MaxSim: each query token finds its best match in the document
d₁ d₂ d₃ d₄ d₅
───── ───── ───── ───── ─────
q₁ "noise" 0.2 0.3 0.1 0.4 0.2 → max = 0.4
q₂ "cancel" 0.1 0.2 0.1 0.3 0.1 → max = 0.3
q₃ "headph" 0.2 0.3 0.1 0.9 0.2 → max = 0.9
─────────
Score = Σ max = 1.6
This preserves token-level detail that bi-encoders lose when they collapse to a single vector.
Why this helps: A bi-encoder might struggle to distinguish "wireless headphones" from "wired headphones" because both compress to similar vectors. ColBERT keeps the individual token embeddings, so "wireless" can match (or not match) specific document tokens.

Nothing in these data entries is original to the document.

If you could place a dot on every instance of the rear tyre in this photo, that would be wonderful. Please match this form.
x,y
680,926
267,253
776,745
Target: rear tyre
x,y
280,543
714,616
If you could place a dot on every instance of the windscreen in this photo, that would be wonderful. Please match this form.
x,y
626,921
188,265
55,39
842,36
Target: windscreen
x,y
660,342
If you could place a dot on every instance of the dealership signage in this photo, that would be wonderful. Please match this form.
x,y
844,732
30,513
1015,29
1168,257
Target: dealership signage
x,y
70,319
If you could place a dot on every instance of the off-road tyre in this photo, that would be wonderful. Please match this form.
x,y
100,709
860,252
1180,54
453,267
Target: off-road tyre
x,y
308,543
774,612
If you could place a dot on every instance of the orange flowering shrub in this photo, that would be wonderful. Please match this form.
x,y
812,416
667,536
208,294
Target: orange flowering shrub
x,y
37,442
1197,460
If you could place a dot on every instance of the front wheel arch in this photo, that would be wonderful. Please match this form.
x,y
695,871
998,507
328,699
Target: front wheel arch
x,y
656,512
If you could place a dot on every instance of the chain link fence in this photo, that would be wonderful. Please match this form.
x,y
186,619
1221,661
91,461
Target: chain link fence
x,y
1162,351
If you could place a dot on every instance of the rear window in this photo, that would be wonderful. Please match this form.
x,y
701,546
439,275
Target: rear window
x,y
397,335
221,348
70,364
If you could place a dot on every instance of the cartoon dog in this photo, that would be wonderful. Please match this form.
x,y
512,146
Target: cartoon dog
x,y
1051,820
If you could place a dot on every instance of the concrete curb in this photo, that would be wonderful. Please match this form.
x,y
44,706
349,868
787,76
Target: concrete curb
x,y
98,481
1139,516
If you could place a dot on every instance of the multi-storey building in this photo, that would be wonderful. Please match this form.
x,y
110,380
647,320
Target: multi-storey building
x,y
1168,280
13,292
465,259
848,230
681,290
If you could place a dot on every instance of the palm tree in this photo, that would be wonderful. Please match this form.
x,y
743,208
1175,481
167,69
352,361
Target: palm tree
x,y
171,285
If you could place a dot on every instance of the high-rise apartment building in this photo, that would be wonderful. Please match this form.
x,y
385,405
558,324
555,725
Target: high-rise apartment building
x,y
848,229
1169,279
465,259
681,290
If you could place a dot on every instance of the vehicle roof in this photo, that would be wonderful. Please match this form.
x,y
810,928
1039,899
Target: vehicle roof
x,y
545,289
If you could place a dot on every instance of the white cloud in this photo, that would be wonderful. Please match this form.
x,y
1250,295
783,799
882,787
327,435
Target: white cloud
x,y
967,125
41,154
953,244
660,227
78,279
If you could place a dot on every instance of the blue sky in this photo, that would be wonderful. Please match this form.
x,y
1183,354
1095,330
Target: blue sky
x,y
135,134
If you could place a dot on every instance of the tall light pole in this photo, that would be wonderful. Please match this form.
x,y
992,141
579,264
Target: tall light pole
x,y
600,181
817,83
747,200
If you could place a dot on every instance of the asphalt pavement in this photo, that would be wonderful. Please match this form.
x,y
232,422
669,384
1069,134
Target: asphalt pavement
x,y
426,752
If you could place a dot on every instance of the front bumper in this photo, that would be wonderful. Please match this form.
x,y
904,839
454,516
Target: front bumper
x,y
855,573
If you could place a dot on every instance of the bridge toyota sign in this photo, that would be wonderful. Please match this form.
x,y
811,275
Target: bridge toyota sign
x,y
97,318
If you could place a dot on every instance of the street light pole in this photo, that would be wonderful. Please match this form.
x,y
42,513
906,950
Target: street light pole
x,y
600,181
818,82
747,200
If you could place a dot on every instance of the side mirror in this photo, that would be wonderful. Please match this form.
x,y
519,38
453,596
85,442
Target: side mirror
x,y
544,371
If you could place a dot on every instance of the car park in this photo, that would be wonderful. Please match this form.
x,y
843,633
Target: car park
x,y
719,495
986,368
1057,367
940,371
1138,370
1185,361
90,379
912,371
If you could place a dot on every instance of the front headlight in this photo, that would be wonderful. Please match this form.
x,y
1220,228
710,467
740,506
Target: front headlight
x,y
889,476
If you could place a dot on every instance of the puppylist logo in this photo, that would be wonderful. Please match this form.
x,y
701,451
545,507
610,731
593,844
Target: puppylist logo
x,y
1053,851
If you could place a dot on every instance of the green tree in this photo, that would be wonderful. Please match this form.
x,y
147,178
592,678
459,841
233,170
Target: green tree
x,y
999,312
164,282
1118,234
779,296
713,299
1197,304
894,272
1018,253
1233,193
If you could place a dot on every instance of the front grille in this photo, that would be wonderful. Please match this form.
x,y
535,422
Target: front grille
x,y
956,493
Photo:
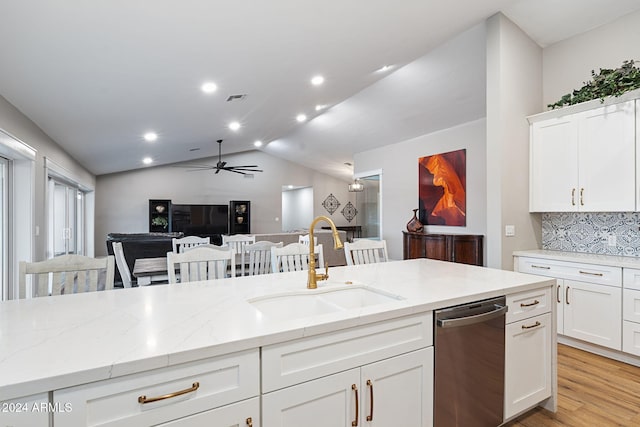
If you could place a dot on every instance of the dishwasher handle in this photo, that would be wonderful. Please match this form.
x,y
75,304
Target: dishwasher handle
x,y
499,310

The trade-off: You can still pre-compute document embeddings (good for speed), but you now need to store all token embeddings per document, not just one vector. This increases storage significantly.

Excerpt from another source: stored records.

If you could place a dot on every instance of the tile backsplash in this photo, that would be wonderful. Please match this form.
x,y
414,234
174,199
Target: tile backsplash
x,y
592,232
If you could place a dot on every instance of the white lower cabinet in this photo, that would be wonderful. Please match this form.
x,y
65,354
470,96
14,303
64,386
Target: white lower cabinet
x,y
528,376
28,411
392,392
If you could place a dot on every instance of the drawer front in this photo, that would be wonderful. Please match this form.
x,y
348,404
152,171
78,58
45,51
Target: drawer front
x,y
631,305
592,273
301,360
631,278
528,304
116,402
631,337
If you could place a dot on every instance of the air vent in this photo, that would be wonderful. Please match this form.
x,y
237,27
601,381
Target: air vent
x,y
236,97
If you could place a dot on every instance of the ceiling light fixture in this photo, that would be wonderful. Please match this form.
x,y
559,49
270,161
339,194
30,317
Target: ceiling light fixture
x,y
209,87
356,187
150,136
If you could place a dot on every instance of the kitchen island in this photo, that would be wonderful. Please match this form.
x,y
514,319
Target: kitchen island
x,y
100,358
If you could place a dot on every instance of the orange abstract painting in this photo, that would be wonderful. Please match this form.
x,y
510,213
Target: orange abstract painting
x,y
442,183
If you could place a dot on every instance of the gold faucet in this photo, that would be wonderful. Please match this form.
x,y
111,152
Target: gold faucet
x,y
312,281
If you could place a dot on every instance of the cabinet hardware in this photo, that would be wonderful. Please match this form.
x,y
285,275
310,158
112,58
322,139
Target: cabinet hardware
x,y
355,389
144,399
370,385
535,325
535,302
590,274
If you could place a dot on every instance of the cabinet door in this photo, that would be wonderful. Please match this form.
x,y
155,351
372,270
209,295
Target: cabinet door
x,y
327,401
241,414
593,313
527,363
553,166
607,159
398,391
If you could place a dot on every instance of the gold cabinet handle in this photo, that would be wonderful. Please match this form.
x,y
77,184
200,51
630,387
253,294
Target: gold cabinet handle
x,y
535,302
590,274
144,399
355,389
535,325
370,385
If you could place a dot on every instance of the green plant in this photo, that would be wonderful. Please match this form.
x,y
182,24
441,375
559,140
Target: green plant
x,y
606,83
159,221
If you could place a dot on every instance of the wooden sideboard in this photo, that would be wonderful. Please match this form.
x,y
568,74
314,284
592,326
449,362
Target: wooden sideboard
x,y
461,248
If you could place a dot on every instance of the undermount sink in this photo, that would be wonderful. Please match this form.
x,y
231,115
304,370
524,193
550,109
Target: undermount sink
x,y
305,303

ColBERT = Colcontextualized Late Interaction over BERT
ranker = Reranker("colbert")
# Rerank to get top categories
results = ranker.rank(query=query, docs=docs)
# Display top 5 results
print(f"Query: {query}\n")
print("Top 5 matching categories:")
for result in results.top_k(5):
print(f"Score: {result.score:.4f} - {result.text}")
Score Interpretation in Retrieval Models
Below is a summary of the results from our simple test:
| Approach | Rank | Result | Score |
|---|---|---|---|
| Bi-encoder (MiniLM) | #1 | Wireless Headphones | 0.4245 |
| #2 | Wired Headphones | 0.3702 | |
| Cross-encoder (mxbai-rerank) | #1 | Wireless Headphones | -0.7980 |
| #2 | Bluetooth Speakers | -0.8287 | |
| ColBERT | #1 | Wireless Headphones | 0.4903 |
| #2 | Bluetooth Speakers | 0.4481 |
Interpreting these results
- Rankings: Reliable across all model types
- Absolute scores/thresholds: Only meaningful after empirical calibration on your specific data + model
This is why production RAG uses top-k (e.g., top 5) rather than score thresholds—thresholds require calibration and break when you change models or domains.

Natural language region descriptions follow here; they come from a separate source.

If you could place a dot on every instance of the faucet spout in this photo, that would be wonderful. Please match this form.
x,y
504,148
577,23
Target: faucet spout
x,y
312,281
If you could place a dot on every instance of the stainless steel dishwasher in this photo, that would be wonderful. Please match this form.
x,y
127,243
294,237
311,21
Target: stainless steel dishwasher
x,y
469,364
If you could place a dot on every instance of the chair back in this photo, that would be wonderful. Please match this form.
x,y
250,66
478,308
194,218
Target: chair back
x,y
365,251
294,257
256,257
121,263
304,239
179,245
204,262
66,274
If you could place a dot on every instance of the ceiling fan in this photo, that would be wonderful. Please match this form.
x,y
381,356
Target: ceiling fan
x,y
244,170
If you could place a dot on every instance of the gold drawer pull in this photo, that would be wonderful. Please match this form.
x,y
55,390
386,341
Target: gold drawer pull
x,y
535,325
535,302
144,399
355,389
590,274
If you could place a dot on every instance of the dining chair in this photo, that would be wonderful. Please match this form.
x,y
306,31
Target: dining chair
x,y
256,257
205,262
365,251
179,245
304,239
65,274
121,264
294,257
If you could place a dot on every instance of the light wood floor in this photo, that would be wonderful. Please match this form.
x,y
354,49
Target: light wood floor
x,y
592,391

Only trust rankings, not score values
When to Use Which?
| Approach | Speed | Accuracy | Pre-computed Embeddings | Best For |
|---|---|---|---|---|
| Bi-encoder | ⚡⚡⚡ | Good | 1 vector/doc | First-pass retrieval over large corpora |
| Cross-encoder | ⚡ | Excellent | None (computed at query time) | Re-ranking a small candidate set |
| ColBERT | ⚡⚡ | Very Good | N vectors/doc (one per token; potentially storage intensive) | When you need better accuracy than bi-encoders but can't afford full cross-encoder passes |
The Dominant Pattern: Two-Stage Retrieval
Often the best setup is bi-encoder retrieval + cross-encoder reranking + LLM generation.
Query → Bi-encoder retrieves top-100 → Cross-encoder re-ranks to top-10 → LLM generates answer
The term "reranker" comes from the fact that you're literally re-ranking results from a cruder first pass — the bi-encoder does the initial ranking by vector similarity, then the cross-encoder refines that ranking with more accurate scoring.
When ColBERT Makes Sense
ColBERT combines the speed of bi-encoders with some of the contextual understanding of cross-encoders, making it suitable for tasks where both speed and precision are crucial.
This makes ColBERT suitable for large-scale applications where bi-encoders might miss nuanced matches—for example, a search for "car maintenance" could retrieve a document discussing "automobile care" by matching tokens at the individual level.
The trade-off: you need to store all token embeddings per document, which significantly increases storage requirements.